Keep A Paper Trail

by Sheryll Bonilla, Esq.

My daughter likes to listen to Bloomberg News, so while we drove, she put on a podcast explaining cryptocurrency. I listened and thought this is nuts, why would anyone put their money in cryptocurrency?

There’s no paper trail or statements to prove you had the funds.  You can’t buy anything since there’s no place that accepts this currency instead of dollars. With all transactions on Discord, there’s no privacy because everyone else can see how much you deposit and withdraw.

There’s no regulations or oversight so fiduciaries act properly to account for each person’s funds and to safeguard the money. To me this libertarian “don’t tread on me” approach was full of problems.

I’m a believer in regulation. Rules and standards make sure that houses are built to live in safely and withstand weather and natural disasters as much as possible. These ensure that food is safe to eat and won’t cause illnesses and products we buy are safe to use.

Rules and standards help create workplaces and work procedures that are safe.  Regulation and agencies that enforce them protect our drinking water supplies from chemicals or pollution that can harm us or that the land we live on doesn’t cause physical harm to us.

I usually suspect that the people who balk about regulation are the ones who want to do wrong to others and don’t like being stopped from doing so.

The FTX bankruptcy proved that all the wariness was correct. Now the people who lost their funds are asking the government to replace their monies. They’re asking the very government they didn’t want to oversee the companies, regulate the processes, safeguard funds, and protect the investors.

On a subsequent podcast after the FTX fiasco became public, a British financial reporter interviewed one of its principals. Hearing his exculpatory responses, I finally said to the podcast: “Ask him! Ask him! Where are they? They know they did something wrong. I bet you they’re in countries that have no extradition treaties with the U.S.”

Almost as if she heard me, the reporter’s very next question to the FTX principal was if they all happened to be vacationing in the locations they’re in because those nations had no extradition treaties with the U.S.. No, he said, that’s just a coincidence. My daughter turned to look at me with a grin and wide eyes.

Protection by regulation aside, I told my daughter the biggest problem with cryptocurrency was its secrecy. She said that’s what these people want – they don’t want the government knowing how much they have. Big mistake I immediately told her.

With this much secrecy, what happens when the person dies? How are his heirs supposed to the money if they don’t know all the passcodes? She hadn’t thought about that. She’s too young to think about things as dying and inheriting. Then she found podcasts on two channels – financial and legal – that talked about that very issue.

Paper trails aren’t just important in the invisible currency arena. Inheritance is a major consideration.

After you die, for your loved ones to inherit, there must be proof of which financial institutions you have money at, that you have money there, how much it is, and the account numbers for the company to find the funds.
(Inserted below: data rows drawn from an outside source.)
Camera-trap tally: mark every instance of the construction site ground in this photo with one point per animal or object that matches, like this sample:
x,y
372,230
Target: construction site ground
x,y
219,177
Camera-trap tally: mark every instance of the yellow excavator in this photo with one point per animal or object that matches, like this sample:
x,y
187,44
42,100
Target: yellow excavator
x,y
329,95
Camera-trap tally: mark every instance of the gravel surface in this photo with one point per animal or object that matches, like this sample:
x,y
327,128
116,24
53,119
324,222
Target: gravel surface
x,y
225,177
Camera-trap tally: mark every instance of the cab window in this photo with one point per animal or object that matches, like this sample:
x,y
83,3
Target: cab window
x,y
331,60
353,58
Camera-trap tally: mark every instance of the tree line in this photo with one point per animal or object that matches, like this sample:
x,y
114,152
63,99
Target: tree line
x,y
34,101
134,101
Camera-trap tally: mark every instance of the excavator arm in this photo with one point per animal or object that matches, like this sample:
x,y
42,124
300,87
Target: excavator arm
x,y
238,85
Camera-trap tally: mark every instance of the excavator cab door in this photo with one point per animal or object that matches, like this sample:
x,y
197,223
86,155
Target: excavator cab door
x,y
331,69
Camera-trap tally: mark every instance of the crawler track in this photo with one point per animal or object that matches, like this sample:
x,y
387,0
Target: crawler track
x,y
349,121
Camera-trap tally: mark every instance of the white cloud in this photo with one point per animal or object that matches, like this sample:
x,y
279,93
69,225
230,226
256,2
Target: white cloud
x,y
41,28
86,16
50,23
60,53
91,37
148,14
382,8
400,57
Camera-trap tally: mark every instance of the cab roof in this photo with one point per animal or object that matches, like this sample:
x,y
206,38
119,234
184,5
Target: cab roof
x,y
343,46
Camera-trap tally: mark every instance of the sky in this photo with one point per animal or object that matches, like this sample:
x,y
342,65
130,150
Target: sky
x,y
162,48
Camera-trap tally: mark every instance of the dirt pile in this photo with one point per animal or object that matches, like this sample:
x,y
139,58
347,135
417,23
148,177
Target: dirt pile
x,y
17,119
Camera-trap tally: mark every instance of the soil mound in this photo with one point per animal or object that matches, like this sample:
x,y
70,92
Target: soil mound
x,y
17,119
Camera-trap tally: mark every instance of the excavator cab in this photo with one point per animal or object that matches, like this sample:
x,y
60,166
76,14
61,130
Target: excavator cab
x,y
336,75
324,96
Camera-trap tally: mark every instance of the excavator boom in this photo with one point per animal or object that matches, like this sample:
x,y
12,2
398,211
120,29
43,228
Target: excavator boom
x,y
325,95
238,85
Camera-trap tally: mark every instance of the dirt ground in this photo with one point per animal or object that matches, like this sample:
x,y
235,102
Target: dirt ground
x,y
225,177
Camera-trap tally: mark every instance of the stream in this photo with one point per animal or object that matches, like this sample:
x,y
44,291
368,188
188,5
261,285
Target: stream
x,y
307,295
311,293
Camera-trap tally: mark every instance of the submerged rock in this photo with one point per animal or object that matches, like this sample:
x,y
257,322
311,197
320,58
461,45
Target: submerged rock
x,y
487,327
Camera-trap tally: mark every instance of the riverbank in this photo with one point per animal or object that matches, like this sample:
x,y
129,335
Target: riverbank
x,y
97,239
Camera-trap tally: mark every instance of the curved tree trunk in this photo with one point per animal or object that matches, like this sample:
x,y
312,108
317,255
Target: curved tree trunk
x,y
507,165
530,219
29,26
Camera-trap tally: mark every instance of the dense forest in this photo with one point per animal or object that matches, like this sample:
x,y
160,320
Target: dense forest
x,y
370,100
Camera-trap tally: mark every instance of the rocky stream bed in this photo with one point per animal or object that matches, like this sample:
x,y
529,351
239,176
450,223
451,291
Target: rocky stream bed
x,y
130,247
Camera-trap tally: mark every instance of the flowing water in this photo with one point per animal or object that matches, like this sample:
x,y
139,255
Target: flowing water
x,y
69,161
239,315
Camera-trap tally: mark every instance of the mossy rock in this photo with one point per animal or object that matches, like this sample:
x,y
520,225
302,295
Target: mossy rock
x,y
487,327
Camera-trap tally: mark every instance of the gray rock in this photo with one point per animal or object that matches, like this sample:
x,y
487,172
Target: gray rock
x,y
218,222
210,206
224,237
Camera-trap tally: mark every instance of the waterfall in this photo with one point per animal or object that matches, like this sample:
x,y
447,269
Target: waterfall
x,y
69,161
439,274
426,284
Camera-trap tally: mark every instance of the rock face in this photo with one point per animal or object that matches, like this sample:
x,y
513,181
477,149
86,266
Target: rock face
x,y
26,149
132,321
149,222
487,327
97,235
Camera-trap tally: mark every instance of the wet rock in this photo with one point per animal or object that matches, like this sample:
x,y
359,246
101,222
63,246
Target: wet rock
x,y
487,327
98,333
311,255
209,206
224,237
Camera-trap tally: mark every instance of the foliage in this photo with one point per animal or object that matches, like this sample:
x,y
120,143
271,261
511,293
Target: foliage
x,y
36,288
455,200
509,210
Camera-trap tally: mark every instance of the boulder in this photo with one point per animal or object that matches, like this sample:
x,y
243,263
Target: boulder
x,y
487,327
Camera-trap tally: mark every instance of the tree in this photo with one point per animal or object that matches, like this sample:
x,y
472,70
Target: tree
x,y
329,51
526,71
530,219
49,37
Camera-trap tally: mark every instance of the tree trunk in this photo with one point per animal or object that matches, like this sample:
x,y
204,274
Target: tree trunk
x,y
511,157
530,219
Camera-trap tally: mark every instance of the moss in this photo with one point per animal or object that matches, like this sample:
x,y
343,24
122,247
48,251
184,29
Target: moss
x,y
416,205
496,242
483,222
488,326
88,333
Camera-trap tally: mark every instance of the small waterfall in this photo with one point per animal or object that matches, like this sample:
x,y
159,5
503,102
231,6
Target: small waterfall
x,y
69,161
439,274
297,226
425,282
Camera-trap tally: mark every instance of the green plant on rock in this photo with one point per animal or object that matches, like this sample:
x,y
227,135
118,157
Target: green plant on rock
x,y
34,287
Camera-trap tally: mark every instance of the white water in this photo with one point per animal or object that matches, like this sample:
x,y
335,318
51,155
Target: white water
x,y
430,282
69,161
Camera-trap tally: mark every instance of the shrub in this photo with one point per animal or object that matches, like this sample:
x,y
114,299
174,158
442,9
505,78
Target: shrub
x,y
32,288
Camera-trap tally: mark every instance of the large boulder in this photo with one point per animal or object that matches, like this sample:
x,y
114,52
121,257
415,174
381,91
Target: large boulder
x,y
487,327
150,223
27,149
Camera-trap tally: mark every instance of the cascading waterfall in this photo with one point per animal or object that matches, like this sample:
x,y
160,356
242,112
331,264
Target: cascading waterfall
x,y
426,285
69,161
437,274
The secrecy surrounding cryptocurrency can make retrieving monies from a dead person next to impossible.  Online banking, for all its convenience, can raise similar issues.

A serviceman passed away during training at a base on Oahu. He was divorced and had only one child, who lived with her mother on the east coast.
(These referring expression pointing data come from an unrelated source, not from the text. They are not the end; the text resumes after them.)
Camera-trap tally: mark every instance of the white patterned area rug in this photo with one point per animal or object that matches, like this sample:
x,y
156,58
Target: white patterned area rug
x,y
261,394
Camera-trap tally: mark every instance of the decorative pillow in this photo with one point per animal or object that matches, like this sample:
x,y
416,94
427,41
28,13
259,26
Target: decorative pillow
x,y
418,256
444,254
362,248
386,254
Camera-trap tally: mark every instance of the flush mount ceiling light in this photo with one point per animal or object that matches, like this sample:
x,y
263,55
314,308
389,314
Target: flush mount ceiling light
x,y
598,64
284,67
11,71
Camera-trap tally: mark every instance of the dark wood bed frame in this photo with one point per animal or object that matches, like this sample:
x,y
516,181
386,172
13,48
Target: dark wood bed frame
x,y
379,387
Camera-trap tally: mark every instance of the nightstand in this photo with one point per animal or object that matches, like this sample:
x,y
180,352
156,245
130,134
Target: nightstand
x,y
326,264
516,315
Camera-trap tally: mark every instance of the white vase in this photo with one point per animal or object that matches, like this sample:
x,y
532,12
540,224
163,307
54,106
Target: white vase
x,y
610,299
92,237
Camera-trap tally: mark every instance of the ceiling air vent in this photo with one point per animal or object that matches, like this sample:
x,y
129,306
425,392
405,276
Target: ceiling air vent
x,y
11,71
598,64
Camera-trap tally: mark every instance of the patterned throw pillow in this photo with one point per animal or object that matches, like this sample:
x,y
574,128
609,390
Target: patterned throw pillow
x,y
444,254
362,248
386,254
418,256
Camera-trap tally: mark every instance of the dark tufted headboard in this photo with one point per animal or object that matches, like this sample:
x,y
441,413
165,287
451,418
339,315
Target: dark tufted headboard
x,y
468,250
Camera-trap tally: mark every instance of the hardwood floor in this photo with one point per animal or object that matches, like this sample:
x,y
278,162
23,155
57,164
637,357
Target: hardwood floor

Understandably, being military and wanting to avoid the humbug that comes with paper statements from his financial institutions, he did all his banking and investing online.

Convenient, yes, with no file folders to track or pack up to move to the next duty station.  He had not kept any paper statements of his accounts. It was all online.
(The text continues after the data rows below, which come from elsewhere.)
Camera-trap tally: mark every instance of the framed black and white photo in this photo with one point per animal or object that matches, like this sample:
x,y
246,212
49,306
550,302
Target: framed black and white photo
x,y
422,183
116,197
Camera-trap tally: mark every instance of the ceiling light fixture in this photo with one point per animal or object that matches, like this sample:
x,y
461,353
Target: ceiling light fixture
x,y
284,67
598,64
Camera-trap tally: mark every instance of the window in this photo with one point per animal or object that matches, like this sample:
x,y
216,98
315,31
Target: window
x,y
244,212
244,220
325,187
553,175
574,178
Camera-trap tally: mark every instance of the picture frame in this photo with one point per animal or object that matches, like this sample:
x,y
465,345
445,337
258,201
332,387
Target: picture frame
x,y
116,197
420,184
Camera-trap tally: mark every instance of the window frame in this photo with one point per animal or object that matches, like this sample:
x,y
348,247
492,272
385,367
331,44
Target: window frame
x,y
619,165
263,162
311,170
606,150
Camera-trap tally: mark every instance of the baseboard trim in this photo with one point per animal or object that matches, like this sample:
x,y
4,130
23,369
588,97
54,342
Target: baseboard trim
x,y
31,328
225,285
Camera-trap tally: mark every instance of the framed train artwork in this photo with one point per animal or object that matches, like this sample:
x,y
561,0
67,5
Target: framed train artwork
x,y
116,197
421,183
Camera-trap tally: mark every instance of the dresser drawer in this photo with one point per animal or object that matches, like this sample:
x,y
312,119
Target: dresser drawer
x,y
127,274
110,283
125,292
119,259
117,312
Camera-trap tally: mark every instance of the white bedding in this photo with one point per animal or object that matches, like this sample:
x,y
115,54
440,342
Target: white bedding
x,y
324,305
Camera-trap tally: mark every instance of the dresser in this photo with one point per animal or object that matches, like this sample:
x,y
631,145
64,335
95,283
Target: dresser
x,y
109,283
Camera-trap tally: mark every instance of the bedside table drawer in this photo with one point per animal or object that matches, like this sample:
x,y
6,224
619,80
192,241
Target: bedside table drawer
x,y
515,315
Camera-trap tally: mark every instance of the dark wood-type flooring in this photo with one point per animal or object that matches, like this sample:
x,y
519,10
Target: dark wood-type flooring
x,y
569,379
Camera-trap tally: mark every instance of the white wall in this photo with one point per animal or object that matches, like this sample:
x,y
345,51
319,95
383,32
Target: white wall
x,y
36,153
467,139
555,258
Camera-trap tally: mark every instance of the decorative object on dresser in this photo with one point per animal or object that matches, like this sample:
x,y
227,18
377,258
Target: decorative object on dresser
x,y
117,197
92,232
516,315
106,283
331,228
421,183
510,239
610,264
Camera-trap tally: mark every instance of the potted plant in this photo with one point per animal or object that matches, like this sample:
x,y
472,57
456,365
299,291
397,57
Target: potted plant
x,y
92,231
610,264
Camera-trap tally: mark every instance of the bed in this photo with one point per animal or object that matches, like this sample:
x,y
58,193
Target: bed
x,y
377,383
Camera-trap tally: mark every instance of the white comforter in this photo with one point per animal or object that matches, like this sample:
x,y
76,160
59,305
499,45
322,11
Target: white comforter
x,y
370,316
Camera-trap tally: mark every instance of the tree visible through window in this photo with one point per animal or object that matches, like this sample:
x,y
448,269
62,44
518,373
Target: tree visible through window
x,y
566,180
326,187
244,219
After the Army notified his family of his death, they came to collect his belongings. There were no statements to show where he kept his money. He had done all his banking and investing online. The family asked Verizon and Google – his internet carrier and service providers – for access to his email accounts so they could find his money. Both companies provided the family with templates for them to obtain a court order permitting them to give them that information.

The court reviewed the templates but said that the right of privacy transcends death.  If the deceased person didn’t leave a paper trail or give them his passwords or account numbers, they were out of luck.

What’s the lesson here?

Keep a paper trail. Once in a while, print out statements from your online accounts and put them with your estate planning documents.

When you die your family at least knows where you kept your money so when they take the statements to the bank or investment company, those institutions can locate your funds to pay it to you.

Those paper statements are proof of the existence of accounts. Marriage or birth certificates can show your relation to the decedent, to confirm your beneficiary status when the bank or brokerage checks its records of who was designated as beneficiaries.

We all work hard to earn our living. When we pass away, we want to make sure our loved ones receive what we left unused. Keep a paper trail to help ensure that this happens.

This article is for informational purposes only and is not to be constructed as offering legal advice. Please consult an attorney for your individual situation. The author is not responsible for a reader’s reliance on the information contained here.